Researchers from the Max Planck Institute for Empirical Aesthetics and from cooperating institutions have published the first study to investigate––on the basis of 60 lyrical stanzas from different epochs and greatly varying in content––both the subjective perceptual effects of meter and rhyme and correlative brain responses.
Results of the study—which was carried out at the Max Planck Institute for Human Cognitive and Brain Sciences, Leipzig—showed that metered and rhymed verses were perceived as more intensely affecting and were aesthetically preferred over non-metered and non-rhymed versions. At the same time, EEG-data show facilitation effects in the N400 and P600 components. Together, these data suggest an interpretation along the lines of the cognitive fluency hypothesis which stipulates that aesthetic liking is often driven by degrees of perceptual processing ease that are higher than usual. Being linguistically optional, often artistic devices that make language more perceptually regular than typically expected from “normal” language, both meter and rhyme are likely to support enhanced perceptual processing ease.

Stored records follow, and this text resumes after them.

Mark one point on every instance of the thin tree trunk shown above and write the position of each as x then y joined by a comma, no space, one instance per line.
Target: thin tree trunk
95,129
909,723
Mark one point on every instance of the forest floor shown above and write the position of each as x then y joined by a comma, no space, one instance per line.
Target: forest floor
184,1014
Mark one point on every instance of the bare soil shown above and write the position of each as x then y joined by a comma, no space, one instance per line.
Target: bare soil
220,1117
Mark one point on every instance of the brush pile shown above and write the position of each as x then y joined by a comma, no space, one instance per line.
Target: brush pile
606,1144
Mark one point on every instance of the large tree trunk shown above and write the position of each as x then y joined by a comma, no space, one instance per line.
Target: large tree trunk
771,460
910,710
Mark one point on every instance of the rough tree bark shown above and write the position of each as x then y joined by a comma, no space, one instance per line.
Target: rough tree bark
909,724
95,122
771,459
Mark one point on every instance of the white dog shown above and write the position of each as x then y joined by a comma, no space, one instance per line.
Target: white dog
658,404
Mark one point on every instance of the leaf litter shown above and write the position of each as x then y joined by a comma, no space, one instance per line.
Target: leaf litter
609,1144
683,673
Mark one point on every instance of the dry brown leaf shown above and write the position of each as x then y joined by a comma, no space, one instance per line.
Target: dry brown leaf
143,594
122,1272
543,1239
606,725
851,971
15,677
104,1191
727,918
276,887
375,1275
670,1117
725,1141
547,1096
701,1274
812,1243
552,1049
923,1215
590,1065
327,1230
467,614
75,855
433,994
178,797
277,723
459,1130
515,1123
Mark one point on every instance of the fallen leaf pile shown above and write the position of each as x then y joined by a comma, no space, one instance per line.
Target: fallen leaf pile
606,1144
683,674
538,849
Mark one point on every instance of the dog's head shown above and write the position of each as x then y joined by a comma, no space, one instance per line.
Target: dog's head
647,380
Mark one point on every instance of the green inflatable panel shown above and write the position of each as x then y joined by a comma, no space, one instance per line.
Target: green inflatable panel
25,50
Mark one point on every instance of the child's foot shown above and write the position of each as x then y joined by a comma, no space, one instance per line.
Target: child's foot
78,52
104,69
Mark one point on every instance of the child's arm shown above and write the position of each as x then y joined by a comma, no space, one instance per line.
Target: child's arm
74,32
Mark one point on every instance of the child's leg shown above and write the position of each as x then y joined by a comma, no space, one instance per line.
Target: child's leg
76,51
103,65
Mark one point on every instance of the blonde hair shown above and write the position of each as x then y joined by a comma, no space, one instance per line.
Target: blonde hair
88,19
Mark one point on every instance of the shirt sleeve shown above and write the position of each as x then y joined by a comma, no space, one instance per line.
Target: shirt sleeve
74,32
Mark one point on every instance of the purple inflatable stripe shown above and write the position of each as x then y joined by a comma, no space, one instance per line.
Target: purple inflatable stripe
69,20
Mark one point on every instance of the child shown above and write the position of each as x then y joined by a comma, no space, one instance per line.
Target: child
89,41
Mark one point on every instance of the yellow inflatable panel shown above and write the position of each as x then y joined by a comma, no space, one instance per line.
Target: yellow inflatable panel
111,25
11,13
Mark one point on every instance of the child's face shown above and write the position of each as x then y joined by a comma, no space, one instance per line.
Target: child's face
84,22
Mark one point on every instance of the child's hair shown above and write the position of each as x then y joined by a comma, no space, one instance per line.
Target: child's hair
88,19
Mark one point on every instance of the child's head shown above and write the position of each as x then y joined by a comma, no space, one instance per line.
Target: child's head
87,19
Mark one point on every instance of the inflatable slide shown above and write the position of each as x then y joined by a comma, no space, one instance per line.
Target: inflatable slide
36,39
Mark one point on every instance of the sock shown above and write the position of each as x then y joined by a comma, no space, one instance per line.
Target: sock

However, contrary to what a generalized cognitive fluency account of aesthetic pleasure might suggest, self-supportive facilitation effects were found only for meter, but not for rhyme. Even though rhyme, too, is perceptually very salient, it enhanced ease of processing only in interaction with meter, but did not yield any facilitation effect on its own. This asymmetry of meter and rhyme effects fits well with an asymmetry in how meter and rhyme are employed in poetry: Like the German language, many other languages know metered poems with and/or without rhyme, but not rhymed poetry without meter. Projecting this asymmetry of the lyrical tradition onto the asymmetrical effects found in our study supports the assumption that end rhymes primarily are optional devices of highlighting the metrical gestalt of the verses and that the autonomous effect of the phonological similarity of rhyming words does not reach a critical threshold limit in the absence of poetic meter (at least not with regard to Event-Related Potentials).